The article outlined specific musical patterns that are guaranteed to assemble a tearjerker. It cited research by a British psychologist that had participants identify 20 tear-inducing musical phrases. Fully 90% of them share a musical device called an “appoggiatura.”
This is an ornamental or “grace note” that creates a dissonant sound. I know them as “passing tones” - a note that doesn’t quite fit the melody, causing an unresolved chord. It creates a feeling of tension in the listener, that is not resolved until the melody moves back in line with the chord. It is hard to describe musical concepts with words, but try to imagine stopping the Star Spangled Banner one note before the last chord: “And the home of the...” It leaves you hanging. (Our music theory professor claimed that was how one composer’s wife got him out of bed in the morning. She would play a tune on the piano up to the last chord.

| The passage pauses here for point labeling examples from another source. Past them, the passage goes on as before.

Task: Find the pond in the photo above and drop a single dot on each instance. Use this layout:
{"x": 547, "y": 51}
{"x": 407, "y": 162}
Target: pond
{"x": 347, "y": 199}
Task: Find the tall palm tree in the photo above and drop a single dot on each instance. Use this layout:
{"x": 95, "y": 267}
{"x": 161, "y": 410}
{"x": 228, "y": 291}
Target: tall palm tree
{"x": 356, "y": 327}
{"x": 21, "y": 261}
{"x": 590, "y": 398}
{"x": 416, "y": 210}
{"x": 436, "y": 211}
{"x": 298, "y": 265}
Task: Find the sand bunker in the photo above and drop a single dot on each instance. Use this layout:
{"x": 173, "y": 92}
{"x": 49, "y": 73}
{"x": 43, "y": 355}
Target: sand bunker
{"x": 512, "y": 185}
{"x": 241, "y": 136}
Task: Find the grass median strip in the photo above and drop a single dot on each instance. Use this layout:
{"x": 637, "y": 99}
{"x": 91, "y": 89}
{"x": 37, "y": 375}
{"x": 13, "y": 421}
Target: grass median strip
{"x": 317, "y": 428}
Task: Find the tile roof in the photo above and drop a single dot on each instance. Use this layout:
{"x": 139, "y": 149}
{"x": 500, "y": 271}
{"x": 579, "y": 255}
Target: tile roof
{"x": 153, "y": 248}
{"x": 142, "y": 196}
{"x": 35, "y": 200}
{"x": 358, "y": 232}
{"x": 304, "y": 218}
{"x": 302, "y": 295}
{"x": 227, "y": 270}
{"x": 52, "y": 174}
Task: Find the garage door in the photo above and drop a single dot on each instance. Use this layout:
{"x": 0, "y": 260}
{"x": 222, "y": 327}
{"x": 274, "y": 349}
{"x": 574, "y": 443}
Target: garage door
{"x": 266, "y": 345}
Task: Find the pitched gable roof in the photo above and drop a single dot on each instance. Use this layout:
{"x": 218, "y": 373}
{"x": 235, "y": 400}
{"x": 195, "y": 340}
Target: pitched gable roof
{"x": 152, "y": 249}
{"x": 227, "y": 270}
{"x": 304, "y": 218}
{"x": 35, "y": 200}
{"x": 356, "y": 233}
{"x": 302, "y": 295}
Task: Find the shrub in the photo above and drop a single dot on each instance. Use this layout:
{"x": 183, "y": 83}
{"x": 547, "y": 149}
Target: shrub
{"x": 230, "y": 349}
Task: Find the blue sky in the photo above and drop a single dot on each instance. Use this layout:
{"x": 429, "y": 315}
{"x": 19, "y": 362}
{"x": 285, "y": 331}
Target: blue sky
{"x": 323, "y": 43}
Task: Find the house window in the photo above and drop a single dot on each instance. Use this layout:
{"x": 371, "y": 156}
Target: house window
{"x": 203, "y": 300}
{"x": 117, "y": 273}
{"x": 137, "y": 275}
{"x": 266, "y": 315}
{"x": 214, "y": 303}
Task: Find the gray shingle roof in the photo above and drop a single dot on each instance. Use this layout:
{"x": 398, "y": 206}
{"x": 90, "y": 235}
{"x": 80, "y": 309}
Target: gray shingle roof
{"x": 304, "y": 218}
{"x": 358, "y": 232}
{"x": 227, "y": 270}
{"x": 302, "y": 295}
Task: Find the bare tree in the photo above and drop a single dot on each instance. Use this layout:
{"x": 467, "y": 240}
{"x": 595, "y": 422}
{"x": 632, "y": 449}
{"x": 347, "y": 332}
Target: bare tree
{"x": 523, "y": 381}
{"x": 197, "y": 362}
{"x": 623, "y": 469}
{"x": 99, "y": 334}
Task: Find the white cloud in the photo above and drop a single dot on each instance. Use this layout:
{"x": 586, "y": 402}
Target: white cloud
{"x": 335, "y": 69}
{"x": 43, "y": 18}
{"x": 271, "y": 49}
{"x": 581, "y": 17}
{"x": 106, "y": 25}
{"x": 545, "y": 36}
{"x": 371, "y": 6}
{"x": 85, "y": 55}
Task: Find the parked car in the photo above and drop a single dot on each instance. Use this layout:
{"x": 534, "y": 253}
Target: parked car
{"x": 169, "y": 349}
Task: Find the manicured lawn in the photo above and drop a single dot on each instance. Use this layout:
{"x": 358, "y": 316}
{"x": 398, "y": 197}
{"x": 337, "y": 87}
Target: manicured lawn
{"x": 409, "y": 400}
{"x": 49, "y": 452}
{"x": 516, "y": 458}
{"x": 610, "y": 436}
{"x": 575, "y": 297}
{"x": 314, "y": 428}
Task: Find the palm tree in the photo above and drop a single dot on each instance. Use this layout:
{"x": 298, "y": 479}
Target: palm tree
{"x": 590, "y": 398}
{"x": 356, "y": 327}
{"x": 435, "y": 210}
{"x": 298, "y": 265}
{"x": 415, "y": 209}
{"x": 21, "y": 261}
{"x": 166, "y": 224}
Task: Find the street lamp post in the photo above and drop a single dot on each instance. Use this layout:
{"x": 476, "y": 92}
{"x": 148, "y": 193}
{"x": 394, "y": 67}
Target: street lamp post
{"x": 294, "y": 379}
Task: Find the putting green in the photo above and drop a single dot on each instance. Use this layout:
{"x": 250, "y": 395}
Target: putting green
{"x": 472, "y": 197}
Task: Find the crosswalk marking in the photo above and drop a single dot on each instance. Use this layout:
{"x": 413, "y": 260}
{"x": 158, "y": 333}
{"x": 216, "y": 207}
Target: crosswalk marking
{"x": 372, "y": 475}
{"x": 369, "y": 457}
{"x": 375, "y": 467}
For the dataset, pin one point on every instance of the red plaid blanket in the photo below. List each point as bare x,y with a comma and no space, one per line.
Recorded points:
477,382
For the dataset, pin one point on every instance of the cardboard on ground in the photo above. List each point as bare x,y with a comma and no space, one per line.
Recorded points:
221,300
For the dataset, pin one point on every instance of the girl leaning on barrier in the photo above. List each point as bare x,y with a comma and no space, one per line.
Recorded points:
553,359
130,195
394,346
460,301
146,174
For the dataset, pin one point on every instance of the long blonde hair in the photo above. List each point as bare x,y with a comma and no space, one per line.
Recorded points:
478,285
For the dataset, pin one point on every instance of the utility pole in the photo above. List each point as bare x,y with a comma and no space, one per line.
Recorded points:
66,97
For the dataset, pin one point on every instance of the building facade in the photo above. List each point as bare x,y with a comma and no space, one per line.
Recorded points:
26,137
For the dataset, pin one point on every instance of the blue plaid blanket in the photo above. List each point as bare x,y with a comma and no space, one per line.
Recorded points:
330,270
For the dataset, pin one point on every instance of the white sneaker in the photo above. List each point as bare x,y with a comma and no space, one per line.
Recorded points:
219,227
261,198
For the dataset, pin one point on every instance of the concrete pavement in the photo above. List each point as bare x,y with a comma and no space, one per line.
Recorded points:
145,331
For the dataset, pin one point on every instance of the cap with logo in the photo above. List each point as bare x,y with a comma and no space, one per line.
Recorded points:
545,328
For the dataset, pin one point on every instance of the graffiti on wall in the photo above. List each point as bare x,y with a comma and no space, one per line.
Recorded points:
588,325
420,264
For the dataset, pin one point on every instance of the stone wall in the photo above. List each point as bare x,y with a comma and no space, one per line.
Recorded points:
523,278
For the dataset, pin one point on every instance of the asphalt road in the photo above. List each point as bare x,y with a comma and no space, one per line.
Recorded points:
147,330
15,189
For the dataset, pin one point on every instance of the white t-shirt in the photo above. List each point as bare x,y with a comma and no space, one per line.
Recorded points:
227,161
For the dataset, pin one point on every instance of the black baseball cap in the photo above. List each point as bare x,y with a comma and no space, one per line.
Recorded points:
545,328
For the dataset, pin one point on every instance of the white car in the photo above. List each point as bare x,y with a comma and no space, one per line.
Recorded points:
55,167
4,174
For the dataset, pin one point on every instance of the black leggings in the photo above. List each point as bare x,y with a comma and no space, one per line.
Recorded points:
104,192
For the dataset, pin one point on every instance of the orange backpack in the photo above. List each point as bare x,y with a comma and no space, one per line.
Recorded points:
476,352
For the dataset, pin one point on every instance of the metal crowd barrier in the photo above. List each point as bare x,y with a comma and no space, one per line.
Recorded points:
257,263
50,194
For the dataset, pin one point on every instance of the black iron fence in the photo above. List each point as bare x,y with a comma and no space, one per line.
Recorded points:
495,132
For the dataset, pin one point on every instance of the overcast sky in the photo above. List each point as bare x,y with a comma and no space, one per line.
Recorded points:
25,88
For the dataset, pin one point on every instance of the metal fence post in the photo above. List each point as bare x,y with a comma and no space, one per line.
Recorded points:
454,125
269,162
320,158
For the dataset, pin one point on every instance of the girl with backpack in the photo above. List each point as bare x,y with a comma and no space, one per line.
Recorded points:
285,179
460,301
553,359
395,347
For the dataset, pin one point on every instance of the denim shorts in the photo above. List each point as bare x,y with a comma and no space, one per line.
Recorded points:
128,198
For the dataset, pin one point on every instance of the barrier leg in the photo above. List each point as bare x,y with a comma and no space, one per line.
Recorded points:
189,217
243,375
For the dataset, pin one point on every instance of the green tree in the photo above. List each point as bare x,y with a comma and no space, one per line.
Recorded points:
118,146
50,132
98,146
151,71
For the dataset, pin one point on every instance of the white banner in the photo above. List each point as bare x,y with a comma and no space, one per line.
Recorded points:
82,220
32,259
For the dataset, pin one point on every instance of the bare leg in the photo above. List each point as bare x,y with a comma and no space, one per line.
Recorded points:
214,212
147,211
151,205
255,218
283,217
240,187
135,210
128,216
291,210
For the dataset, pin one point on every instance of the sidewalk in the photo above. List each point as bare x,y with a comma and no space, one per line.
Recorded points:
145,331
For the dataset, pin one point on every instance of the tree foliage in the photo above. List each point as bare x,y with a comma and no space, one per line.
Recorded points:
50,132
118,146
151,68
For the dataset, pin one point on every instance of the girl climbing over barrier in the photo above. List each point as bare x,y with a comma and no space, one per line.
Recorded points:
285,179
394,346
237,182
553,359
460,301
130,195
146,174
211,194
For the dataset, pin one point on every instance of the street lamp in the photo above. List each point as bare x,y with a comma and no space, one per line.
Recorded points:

The composer was compelled to get up, walk downstairs, and resolve the final chord.)
The article also mentioned dramatic changes in harmony, volume, and note ranges as keys to creating a crying song. I thought I would test this theory, so I posted the question on Facebook: What songs make you cry, and why?
Surprisingly, my results did not jibe with the article’s thesis.
The songs were as varied as the gospel standards In The Garden and Ave Maria to that hokey 60s hit Last Kiss. A couple of Beatles tunes made the list: Yesterday and In My Life.
Country fans liked The Dance by Garth Brooks and Haggard’s Today I Started Loving You Again. Luther Vandross got a callout, and Bonnie Raitt had two compositions make the “cry” list: I Can’t Make You Love Me and Feels Like Home. Show tunes had the desired effect, including Singing in the Rain and Til There Was You from The Music Man.
All could agree that the songs cited were bonafide tearjerkers (except maybe the Beach Boys’ Little Surfer Girl - sorry, Donna). But here’s the rub.
No one on Facebook mentioned “appoggiaturas” or “octave leaps.” The number one reason was that everyone associated a song with a pleasant or meaningful memory.
Fathers, funerals, and friends were just some of the reasons mentioned for the song that makes them cry. Some met their spouses while a certain song was playing. Others think of our soldiers or their homeland.
Every contributor flat out agreed the reason for the emotional attachment was “the association - the memories - the hormones.”
In a way this is reassuring. To read the article, one might assume you could write a winner of a song following a formula. Like back in the days of disco, when hit factories did exactly that, putting together songs with rhythms that echoed heartbeats.But from my unscientific survey, I am reassured there is no formula for writing a hit song. The trick is to get it out there, and trust that your song will be playing when someone is getting married, divorced, or buried. Then that tune will be forever etched in the brain as a great song, guaranteed to gush the tears when replayed and replayed and replayed.